Portfolio: Allocator Sweep Ch 17
Sweeps top predictions x TOP_K concentration x 6 allocators (equal-weight through HRP) on the stock universe. Evaluates concentration vs diversification tradeoffs: holding too few stocks sacrifices diversification, while holding too many dilutes signal. Compares risk-parity and score-weighted allocation against equal-weight.
Transaction Costs Ch 18
Sweeps the cost grid on top allocation combinations, confirming the most favorable cost profile in the book: monthly rebalancing provides much lower turnover than daily strategies with ample headroom. Analyzes era-dependent costs spanning pre- and post-decimalization.
Risk Management Ch 19
Sweeps position-level (stop-loss, trailing stops) and portfolio-level (drawdown breakers, daily loss limits) risk controls on the strongest strategy in the book.

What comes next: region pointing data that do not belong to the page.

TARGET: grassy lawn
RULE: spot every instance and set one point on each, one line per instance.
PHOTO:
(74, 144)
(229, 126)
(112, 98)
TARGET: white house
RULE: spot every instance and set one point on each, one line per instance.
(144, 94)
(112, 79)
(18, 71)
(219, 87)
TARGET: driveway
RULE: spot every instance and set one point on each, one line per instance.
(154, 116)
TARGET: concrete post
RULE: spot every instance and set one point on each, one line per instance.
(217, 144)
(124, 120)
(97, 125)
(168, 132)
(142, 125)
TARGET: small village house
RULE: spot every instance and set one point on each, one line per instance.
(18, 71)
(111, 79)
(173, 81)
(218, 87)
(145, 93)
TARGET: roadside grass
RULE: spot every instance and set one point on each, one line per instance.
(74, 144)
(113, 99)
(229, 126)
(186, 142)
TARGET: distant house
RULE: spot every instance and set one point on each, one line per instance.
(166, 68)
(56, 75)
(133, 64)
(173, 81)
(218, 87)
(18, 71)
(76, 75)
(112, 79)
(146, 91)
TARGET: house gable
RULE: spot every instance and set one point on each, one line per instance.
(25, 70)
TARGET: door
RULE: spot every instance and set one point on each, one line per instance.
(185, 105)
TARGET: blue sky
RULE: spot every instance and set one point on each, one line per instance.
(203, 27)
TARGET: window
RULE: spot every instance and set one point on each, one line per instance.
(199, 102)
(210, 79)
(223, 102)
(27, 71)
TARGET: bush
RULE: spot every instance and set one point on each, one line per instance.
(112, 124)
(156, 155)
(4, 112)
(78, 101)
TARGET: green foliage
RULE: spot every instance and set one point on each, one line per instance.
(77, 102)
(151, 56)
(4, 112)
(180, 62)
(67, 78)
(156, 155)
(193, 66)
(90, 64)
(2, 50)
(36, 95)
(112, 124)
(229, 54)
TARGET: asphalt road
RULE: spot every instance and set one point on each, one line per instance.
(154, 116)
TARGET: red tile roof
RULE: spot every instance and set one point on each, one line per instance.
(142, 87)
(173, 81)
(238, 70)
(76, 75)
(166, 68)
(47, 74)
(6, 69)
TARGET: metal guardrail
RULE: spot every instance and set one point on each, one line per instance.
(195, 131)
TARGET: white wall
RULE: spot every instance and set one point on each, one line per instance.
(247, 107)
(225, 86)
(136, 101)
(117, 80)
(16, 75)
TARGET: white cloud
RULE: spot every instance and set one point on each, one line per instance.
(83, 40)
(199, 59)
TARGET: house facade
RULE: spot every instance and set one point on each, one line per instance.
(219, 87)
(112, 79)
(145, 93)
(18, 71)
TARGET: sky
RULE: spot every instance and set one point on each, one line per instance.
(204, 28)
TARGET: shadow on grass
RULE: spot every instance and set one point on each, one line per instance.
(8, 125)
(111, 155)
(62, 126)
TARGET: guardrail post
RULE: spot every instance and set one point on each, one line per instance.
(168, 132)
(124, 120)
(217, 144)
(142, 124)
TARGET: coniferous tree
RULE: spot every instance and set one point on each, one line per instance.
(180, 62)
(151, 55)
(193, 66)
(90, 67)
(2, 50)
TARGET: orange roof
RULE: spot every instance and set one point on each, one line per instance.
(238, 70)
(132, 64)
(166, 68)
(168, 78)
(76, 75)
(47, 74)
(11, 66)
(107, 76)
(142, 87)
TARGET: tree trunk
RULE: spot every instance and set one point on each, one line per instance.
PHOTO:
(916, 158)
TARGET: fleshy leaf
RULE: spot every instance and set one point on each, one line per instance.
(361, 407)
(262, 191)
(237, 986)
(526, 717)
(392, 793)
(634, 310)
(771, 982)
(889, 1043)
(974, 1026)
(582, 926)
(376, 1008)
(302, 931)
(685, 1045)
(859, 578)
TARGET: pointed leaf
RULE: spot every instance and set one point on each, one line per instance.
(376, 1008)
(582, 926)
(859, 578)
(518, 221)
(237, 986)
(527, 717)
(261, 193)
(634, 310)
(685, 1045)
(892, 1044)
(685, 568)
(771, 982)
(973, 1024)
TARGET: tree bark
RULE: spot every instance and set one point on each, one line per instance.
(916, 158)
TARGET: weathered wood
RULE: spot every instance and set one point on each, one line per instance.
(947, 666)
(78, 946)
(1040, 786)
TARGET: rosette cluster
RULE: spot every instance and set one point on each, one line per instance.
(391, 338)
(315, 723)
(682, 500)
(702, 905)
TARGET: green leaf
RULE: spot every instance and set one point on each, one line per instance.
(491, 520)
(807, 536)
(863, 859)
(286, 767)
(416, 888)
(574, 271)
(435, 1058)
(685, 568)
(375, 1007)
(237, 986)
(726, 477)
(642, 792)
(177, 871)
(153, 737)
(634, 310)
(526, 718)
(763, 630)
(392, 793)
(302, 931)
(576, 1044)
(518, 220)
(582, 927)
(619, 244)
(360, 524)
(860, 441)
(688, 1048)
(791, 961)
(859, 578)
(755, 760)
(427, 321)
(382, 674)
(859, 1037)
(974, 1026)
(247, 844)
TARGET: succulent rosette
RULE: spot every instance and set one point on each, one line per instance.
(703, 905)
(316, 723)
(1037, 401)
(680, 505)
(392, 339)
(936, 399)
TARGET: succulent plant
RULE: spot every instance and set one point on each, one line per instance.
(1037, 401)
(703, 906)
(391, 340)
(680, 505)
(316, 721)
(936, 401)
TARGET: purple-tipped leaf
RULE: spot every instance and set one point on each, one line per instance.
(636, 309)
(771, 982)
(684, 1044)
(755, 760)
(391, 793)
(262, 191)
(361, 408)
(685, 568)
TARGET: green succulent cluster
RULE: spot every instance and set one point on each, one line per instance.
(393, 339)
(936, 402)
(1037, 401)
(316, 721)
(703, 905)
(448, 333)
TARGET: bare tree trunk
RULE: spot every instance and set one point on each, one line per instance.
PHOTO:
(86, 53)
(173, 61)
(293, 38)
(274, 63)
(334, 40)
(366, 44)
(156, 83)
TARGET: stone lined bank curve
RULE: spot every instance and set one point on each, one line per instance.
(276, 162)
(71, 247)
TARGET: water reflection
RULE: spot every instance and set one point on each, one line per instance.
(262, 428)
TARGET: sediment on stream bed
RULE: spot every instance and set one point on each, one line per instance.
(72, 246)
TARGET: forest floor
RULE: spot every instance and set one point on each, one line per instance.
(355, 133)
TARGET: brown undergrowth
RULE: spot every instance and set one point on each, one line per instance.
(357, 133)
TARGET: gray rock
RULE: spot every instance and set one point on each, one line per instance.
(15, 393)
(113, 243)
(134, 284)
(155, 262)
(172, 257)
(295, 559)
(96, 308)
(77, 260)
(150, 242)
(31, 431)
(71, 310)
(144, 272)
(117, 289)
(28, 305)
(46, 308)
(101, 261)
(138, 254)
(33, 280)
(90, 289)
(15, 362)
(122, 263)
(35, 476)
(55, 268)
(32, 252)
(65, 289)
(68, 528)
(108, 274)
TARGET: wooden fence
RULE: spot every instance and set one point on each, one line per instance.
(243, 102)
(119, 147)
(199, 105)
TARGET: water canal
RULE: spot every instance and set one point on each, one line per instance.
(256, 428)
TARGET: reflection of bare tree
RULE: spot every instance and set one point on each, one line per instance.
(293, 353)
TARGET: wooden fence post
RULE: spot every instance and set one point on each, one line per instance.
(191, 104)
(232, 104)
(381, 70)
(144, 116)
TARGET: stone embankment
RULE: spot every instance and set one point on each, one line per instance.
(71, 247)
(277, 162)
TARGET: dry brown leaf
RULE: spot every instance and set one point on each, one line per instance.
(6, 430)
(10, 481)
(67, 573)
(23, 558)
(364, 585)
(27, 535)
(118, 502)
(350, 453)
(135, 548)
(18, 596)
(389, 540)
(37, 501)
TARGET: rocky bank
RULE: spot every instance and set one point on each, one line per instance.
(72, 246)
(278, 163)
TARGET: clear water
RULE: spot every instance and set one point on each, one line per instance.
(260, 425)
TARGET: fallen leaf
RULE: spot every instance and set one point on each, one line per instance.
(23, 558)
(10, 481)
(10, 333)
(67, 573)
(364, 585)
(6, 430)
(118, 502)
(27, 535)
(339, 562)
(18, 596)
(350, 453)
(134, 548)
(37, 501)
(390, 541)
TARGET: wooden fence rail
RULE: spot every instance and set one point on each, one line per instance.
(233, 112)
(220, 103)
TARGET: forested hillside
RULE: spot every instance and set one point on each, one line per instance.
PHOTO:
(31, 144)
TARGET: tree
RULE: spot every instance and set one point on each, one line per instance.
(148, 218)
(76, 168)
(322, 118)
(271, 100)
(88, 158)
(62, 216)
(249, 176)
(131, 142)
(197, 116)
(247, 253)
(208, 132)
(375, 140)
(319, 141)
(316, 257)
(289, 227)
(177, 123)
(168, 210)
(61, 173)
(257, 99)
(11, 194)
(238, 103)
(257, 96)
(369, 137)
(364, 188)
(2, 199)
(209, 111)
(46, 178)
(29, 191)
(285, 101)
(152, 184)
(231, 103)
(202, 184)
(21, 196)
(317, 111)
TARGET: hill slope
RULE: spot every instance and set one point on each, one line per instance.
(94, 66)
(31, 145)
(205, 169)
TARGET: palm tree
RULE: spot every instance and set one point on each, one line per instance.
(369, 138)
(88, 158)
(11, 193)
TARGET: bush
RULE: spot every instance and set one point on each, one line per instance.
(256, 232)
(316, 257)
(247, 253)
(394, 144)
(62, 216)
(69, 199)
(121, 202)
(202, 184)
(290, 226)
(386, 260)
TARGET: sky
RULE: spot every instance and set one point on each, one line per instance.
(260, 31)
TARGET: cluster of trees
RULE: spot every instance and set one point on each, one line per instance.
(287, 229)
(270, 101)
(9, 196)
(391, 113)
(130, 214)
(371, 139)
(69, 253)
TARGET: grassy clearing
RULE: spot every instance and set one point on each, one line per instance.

Evaluates whether risk overlays add robustness to an already stable monthly-cadence strategy with modest holdout decay.
Synthesis & Verdict
1 notebook
Strongest integrated result in the book. Verdict: Advance -- but filter universe to top three market-cap quartiles and re-evaluate under realistic capacity constraints. Factor attribution confirms genuine alpha (t=7.09).
Strategy Analysis Ch 20
Synthesizes the end-to-end results for the book's strongest case study. GBM champion on fwd_class_1m produces strong holdout Sharpe before capacity constraints. Produces the "advance" verdict with a capacity caveat: the long leg concentrates in small-cap stocks, requiring universe filtering for realistic deployment.